With the new “functional equivalence” test, the Court expressed its intention to establish a “middle ground” between the extremes advocated by the litigants. The Court also acknowledged that its test does not clearly explain how to deal with middle instances, although the middle instances are precisely the ones about which future disputes may arise. Writing for the majority, Justice Breyer embraced this uncertainty, observing:
[C]ourts can provide [functional equivalence] guidance through decisions in individual cases. The Circuits have tried to do so, often using general language somewhat similar to the language we have used. And the traditional common-law method, making decisions that provide examples that in turn lead to ever more refined principles, is sometimes useful, even in an era of statutes.
The Court also expects that EPA will provide guidance in numerous ways, including via individual permit decisions, general permits, and rule development. The Maui decision may lead to years of litigation over its meaning and implementation.
The Rapanos Effect
Other than a single reference, the majority did not cite or rely on Justice Scalia’s plurality opinion in Rapanos, but that case looms visibly in the background of the Court’s decision. Because the Rapanos plurality attempted to constrain jurisdictional waters to traditionally navigable waters and immediately adjacent wetlands, some argued that Rapanos must exclude regulation of discharges to groundwater, which generally is neither navigable nor a wetland.

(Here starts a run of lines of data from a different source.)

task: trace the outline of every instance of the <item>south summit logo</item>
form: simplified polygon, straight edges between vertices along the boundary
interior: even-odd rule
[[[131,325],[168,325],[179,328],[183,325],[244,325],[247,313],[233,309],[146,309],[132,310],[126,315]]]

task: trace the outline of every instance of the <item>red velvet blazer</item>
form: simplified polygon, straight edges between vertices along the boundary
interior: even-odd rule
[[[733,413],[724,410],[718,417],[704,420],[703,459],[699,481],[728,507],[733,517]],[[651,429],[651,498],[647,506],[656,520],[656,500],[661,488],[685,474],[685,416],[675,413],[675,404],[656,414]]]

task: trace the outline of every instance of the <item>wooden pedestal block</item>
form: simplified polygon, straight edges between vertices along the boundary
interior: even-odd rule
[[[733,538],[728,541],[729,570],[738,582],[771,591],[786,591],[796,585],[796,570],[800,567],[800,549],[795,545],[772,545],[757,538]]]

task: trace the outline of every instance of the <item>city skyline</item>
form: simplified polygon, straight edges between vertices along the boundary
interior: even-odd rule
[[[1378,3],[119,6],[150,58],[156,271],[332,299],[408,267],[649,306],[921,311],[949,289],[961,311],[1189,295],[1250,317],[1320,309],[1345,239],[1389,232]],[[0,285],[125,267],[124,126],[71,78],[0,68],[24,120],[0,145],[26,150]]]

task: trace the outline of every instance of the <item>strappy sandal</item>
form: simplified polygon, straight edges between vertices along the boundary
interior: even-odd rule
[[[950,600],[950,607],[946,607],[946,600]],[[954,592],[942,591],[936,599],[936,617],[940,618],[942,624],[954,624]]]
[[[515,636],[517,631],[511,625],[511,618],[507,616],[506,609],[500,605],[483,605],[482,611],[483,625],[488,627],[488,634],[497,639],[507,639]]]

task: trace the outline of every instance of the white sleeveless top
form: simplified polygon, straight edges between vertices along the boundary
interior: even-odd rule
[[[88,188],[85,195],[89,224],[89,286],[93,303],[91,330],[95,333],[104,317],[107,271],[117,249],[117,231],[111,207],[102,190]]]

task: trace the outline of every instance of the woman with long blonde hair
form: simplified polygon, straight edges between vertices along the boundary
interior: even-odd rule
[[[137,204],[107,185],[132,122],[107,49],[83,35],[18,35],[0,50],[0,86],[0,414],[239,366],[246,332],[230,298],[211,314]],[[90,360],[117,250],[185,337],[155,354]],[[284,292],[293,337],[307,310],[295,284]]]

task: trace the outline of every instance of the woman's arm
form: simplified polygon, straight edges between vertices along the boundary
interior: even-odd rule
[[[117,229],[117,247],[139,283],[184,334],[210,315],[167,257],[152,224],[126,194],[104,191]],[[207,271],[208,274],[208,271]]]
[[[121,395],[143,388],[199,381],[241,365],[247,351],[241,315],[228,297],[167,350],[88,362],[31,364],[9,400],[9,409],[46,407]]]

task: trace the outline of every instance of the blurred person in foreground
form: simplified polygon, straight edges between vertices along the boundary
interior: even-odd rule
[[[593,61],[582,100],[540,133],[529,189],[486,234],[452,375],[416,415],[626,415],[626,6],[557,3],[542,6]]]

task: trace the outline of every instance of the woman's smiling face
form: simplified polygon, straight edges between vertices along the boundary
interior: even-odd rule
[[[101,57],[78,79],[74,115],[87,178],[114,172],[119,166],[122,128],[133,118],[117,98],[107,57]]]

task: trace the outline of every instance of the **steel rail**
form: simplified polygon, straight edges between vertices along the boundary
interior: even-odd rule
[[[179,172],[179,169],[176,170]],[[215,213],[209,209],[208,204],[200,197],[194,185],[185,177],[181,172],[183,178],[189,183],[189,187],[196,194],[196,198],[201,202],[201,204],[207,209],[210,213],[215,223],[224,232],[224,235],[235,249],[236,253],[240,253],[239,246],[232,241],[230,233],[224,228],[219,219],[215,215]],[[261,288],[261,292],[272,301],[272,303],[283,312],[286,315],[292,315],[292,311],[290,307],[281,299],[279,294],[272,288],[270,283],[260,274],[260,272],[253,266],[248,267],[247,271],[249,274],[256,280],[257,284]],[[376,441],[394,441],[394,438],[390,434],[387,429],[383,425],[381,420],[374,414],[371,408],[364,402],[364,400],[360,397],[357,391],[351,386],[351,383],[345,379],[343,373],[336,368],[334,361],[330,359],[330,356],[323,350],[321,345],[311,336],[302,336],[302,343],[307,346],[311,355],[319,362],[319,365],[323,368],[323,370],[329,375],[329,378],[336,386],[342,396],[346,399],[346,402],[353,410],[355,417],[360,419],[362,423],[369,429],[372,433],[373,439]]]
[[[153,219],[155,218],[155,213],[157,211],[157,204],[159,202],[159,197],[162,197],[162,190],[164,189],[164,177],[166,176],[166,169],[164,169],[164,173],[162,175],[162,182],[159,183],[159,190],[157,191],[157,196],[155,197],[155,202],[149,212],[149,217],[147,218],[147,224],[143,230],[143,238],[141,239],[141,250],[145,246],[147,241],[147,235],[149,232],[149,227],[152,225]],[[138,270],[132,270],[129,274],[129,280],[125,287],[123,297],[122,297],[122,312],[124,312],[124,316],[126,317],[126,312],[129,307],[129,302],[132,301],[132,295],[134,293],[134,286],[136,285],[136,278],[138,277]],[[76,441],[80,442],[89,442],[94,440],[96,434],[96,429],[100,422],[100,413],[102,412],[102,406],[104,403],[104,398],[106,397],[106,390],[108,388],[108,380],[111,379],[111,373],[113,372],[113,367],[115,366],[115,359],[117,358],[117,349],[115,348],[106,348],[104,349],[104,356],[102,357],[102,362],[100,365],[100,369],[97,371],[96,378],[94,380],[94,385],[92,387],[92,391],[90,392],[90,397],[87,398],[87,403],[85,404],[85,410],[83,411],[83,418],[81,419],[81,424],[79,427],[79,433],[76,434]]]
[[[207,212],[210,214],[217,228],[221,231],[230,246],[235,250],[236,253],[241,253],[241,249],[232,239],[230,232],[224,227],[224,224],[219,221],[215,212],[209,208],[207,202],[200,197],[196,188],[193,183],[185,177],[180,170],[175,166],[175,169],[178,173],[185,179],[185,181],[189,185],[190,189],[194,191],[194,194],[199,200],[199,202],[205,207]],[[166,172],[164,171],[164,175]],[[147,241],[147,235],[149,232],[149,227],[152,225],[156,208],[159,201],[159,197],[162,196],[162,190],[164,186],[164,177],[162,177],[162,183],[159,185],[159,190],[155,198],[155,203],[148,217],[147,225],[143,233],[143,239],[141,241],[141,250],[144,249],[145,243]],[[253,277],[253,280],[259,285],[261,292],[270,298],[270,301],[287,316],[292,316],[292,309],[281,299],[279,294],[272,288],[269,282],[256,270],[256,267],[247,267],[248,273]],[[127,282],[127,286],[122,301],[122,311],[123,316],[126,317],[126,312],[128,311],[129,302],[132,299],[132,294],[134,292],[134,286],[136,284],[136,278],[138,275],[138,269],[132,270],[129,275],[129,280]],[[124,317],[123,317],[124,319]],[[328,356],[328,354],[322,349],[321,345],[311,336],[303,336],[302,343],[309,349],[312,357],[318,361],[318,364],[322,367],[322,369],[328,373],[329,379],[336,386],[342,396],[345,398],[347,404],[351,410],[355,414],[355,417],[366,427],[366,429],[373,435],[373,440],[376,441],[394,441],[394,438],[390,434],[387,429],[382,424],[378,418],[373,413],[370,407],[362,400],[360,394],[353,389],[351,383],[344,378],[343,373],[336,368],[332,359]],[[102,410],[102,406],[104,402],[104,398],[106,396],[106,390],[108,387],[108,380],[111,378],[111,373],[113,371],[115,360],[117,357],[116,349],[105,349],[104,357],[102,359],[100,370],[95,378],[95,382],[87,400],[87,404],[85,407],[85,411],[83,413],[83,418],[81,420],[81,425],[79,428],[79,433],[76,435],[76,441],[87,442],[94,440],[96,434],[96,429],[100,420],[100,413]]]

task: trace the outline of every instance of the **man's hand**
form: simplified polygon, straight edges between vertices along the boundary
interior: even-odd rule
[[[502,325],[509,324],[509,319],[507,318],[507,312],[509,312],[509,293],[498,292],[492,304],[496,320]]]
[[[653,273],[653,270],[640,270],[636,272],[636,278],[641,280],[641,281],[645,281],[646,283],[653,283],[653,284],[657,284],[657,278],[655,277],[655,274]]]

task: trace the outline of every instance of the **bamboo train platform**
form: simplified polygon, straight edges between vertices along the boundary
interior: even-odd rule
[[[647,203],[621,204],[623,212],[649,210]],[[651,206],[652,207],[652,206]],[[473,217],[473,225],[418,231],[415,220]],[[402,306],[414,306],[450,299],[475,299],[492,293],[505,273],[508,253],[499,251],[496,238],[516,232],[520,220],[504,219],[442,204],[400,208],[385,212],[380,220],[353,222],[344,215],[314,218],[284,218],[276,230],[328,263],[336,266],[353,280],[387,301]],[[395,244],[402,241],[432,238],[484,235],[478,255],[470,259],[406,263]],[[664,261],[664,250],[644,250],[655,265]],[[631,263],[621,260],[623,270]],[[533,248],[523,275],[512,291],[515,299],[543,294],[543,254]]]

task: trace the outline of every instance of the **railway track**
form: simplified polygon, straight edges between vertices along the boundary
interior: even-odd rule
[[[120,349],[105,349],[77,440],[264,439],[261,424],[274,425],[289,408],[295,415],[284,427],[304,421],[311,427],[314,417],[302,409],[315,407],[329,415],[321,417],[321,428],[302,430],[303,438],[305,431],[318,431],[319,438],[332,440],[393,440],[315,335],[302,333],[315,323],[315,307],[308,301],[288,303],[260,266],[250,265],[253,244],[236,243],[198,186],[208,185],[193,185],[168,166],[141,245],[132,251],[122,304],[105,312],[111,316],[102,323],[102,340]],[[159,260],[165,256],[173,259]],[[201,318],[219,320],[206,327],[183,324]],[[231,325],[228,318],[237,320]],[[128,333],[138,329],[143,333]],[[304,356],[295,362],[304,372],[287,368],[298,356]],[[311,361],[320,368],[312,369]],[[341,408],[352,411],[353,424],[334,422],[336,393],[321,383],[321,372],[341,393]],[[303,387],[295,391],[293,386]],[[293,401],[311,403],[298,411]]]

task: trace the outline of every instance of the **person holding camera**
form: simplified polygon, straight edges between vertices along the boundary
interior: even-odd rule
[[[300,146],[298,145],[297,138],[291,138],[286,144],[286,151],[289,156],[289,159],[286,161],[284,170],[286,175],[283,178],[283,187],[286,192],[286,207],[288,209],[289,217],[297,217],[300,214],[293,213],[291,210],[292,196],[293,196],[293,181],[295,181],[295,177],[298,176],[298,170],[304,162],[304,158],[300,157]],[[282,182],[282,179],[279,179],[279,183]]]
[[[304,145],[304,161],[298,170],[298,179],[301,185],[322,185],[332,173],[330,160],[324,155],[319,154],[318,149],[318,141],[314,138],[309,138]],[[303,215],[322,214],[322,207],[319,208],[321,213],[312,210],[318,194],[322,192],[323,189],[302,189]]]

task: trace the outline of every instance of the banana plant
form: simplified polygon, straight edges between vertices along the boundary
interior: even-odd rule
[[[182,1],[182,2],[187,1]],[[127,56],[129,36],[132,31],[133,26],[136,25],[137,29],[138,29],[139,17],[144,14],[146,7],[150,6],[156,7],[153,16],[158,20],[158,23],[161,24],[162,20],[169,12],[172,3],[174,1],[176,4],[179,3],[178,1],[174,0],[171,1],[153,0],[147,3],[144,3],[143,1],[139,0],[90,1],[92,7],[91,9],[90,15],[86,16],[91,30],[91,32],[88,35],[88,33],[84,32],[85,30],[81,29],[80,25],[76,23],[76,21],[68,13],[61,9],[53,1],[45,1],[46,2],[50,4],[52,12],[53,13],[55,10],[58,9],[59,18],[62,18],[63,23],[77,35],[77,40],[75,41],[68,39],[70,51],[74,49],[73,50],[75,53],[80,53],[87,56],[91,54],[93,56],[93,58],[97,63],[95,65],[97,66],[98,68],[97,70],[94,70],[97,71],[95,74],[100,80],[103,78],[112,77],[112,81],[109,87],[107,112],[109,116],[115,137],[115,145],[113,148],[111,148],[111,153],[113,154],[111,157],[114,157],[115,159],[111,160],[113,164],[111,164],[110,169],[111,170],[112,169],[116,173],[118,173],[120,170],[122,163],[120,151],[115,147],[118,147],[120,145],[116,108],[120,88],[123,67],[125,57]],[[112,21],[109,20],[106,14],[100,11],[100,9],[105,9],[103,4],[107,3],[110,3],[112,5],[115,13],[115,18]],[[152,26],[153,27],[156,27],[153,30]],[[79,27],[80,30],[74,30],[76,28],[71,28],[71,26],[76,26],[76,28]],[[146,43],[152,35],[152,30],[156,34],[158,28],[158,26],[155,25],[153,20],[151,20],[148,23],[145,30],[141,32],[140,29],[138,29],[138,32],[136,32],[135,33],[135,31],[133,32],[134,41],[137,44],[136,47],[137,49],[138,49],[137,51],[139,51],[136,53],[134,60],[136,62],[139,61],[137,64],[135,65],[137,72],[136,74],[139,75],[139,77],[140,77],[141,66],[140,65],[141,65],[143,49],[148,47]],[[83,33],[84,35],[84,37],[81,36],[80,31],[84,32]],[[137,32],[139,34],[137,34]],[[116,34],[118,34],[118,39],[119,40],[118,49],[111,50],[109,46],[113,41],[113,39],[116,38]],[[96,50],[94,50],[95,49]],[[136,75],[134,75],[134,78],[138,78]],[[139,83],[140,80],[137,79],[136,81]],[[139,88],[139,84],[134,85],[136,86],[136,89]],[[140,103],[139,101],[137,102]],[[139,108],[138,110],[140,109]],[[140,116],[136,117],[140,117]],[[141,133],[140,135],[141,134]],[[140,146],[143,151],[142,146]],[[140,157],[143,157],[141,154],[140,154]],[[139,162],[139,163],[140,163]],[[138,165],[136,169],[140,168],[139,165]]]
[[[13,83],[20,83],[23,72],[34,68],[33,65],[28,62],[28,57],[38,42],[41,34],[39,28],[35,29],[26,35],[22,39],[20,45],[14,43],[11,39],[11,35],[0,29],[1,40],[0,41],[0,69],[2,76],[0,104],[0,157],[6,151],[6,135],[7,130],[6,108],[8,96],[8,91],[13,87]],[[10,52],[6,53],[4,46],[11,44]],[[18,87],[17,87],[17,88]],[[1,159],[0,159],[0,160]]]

In his dissent, Justice Thomas agreed with what he characterized as the majority’s “implicit conclusion” that Rapanos does not control the outcome of Maui. Justice Kavanaugh took a different approach, joining the majority in Maui but adding a concurring opinion emphasizing the consistency of the majority’s reasoning with the plurality opinion in Rapanos. And Justice Alito cited Rapanos in his dissenting opinion to illustrate how it could be read to require a permit in many cases of “indirect discharge” that the majority was concerned should be regulated, although not in the case of conveyance via groundwater.
All nine justices agreed (at least tacitly) on one thing: EPA’s interpretation is not entitled to Chevron deference. The majority dismissed the reasoning of EPA’s Interpretative Statement as “oblique” and inconsistent with the Clean Water Act’s structure, purposes, and text. Justice Thomas agreed (and suggested Chevron may be unconstitutional). Justice Alito did not address Chevron directly, but remarked that “EPA’s position on the regulation of groundwater has been anything but consistent.”
Impact of Maui
Litigants have been arguing over the scope of the Clean Water Act for decades, and Maui gives no reason to believe that those arguments will stop anytime soon. At the time of the Clean Water Act’s passage in 1972, now-infamous images of the Cuyahoga River on fire were seared into the public consciousness, and it was relatively easy to see the need for a law to protect the nation’s large waterways.
Less clear was the interconnection between those large waterways and myriad smaller bodies of surface and groundwater – and how much protection to afford those smaller resources. The EPA and the Army Corps have had the onus of making these determinations, without much guidance from the statutory text or legislative history.
With the Court explicitly questioning the propriety of affording Chevron deference to those agency determinations, it will be interesting to watch whether the Maui decision prompts a call for change to the statute itself.